Sugimoto presents a series of photographs whose exposure times are matched to the running times of films being observed. Over this time, the image of the screen sums to be only white light, illuminating the screen but depicting nothing, and also highlighting the details of the particular theatre in which he is taking the photograph. He positions the camera, it seems, as far to the rear as possible when inside a theatre, with most of the shots apparently taken from balcony vantage-points, and sometimes even seeming as if they are from the projection booth itself; when photographing a drive-in screen, on the other hand, he positions the camera quite close to the screen, in front of any vehicles.
The rectangles of white light in the center of these photographs both pull one in, serving as the unquestionable focal point of each print, and seem to release one after a certain point.
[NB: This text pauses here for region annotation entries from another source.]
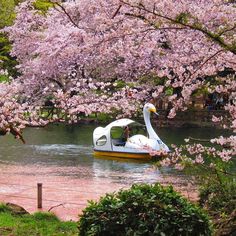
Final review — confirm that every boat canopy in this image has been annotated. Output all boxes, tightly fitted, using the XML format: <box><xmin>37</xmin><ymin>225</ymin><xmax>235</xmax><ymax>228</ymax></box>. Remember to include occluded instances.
<box><xmin>93</xmin><ymin>118</ymin><xmax>144</xmax><ymax>150</ymax></box>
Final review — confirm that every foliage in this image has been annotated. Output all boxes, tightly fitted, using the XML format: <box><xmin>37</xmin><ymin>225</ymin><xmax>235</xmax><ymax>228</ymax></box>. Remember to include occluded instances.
<box><xmin>0</xmin><ymin>204</ymin><xmax>78</xmax><ymax>236</ymax></box>
<box><xmin>79</xmin><ymin>184</ymin><xmax>211</xmax><ymax>236</ymax></box>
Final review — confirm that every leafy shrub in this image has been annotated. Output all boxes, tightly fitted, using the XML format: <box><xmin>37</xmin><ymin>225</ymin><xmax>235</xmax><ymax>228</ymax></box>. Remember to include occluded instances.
<box><xmin>79</xmin><ymin>184</ymin><xmax>211</xmax><ymax>236</ymax></box>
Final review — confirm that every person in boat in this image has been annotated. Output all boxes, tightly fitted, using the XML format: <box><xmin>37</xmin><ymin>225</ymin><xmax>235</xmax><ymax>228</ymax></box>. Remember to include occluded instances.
<box><xmin>122</xmin><ymin>125</ymin><xmax>130</xmax><ymax>143</ymax></box>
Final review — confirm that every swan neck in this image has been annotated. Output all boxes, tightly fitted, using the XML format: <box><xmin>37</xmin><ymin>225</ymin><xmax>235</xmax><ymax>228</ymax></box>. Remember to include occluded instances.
<box><xmin>143</xmin><ymin>111</ymin><xmax>159</xmax><ymax>139</ymax></box>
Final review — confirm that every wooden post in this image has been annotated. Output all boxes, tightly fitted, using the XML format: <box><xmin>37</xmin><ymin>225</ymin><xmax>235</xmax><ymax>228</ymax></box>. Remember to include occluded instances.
<box><xmin>37</xmin><ymin>183</ymin><xmax>43</xmax><ymax>209</ymax></box>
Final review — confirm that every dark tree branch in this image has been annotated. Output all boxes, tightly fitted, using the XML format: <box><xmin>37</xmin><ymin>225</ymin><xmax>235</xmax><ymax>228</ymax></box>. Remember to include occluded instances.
<box><xmin>120</xmin><ymin>0</ymin><xmax>236</xmax><ymax>54</ymax></box>
<box><xmin>111</xmin><ymin>5</ymin><xmax>122</xmax><ymax>19</ymax></box>
<box><xmin>51</xmin><ymin>2</ymin><xmax>79</xmax><ymax>28</ymax></box>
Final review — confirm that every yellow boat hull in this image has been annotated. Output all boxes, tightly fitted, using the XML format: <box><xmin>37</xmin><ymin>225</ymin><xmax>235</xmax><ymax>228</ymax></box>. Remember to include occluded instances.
<box><xmin>94</xmin><ymin>150</ymin><xmax>152</xmax><ymax>160</ymax></box>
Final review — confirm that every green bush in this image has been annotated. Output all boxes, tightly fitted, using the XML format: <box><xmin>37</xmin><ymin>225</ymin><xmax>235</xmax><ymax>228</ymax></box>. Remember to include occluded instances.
<box><xmin>79</xmin><ymin>184</ymin><xmax>211</xmax><ymax>236</ymax></box>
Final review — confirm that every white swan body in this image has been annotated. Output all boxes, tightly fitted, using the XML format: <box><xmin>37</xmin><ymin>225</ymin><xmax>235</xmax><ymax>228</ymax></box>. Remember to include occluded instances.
<box><xmin>125</xmin><ymin>103</ymin><xmax>170</xmax><ymax>152</ymax></box>
<box><xmin>93</xmin><ymin>103</ymin><xmax>169</xmax><ymax>159</ymax></box>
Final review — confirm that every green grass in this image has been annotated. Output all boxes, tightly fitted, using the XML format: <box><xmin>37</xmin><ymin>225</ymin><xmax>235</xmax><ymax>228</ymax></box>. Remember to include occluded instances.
<box><xmin>0</xmin><ymin>204</ymin><xmax>78</xmax><ymax>236</ymax></box>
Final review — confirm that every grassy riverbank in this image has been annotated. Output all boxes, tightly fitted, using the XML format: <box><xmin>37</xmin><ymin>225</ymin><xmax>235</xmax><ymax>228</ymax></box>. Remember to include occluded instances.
<box><xmin>0</xmin><ymin>204</ymin><xmax>78</xmax><ymax>236</ymax></box>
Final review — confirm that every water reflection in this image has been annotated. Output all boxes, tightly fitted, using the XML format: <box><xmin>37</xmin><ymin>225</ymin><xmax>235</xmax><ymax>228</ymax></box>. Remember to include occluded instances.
<box><xmin>0</xmin><ymin>125</ymin><xmax>231</xmax><ymax>183</ymax></box>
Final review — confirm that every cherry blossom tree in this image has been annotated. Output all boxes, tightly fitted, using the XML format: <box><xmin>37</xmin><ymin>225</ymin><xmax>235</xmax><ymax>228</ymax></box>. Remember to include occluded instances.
<box><xmin>1</xmin><ymin>0</ymin><xmax>236</xmax><ymax>166</ymax></box>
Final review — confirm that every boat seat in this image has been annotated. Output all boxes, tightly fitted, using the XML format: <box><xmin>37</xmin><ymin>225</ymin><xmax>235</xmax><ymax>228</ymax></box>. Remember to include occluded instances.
<box><xmin>112</xmin><ymin>139</ymin><xmax>125</xmax><ymax>146</ymax></box>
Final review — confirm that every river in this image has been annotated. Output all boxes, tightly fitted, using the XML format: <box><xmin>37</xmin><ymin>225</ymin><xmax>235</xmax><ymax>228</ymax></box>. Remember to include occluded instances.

Before making it to the central whiteness, one's eyes settles on the gorgeous, exotic details of the often ornate theatres on display. One almost wishes for a better view of the architectural detailing at times, but instead the experience of the filmgoer and the artistry of the film is allowed to take precedence over the artistry of the building for the length of the film, and the length of the film is all we get to see of these theatres.
The compression of the length of a film into a single photograph reflects the viewing experience of a film in many ways; one sits for a length of time, experiencing it in full, but nearly always that experience is condensed into a single memory of having been there, a single judgement of the film's quality. Not having the films themselves to look at in these photos, one takes away different details from each one: the varying size, depending on distance from the screen, and shape, depending on the film, of that central, burning white rectangle; the seating configurations; the size of the audiences; the details of the architecture. Over and over, the process of being absorbed and released reoccurs.
In today's media climate, this book is perhaps most potent in a way that couldn't have been imagined when some of the photos were taken (they were taken during two extended periods—between 1976 and 1980, and between 1991 and 1994). Most of the theaters represented are movie palaces of a sort that hardly exist anymore, built at a time when the bottom-line wasn't the greatest driving factor in business decisions and majesty and splendor were included even in building where they were bound to spend much of their time unfavored in the darkness; the screens, too, are of a size that isn't found economical or feasible in these days of cramming as many screens as possible into cineplexes. In the photos taken in 1977, there are still UA and RKO theatres, last vestiges of an already-dead era when distributors were permitted to own cinema chains; Hollywood's Cinerama Dome—one of what used to be many venues capable of projecting three-strip Cinerama films and what happens to be one of only three Cinerama theatres still standing today—is depicted with its telltale curved Cinerama screen, one of only two screens depicted in this book that depart from the strictly rectangular.
The photos taken in the 1990s are almost all of drive-in theatres, as if Sugimoto sensed that they were already in inevitable decline and had to be memorialized immediately, if ever (note that there are often two photographs of these theatres, presumably indicating a double feature, yet another vestige of the mostly-past). Throw in the fact that these were all photographs taken on actual film—of movies projected on film—and note the fact that more and more people are abandoning the theatre for the comfort of home set-ups, and there's the unavoidable suggestion that the whole film industry and the idea of public projection may someday only linger as a memory as well, more than a century of history compacted for remembrance in books like this one.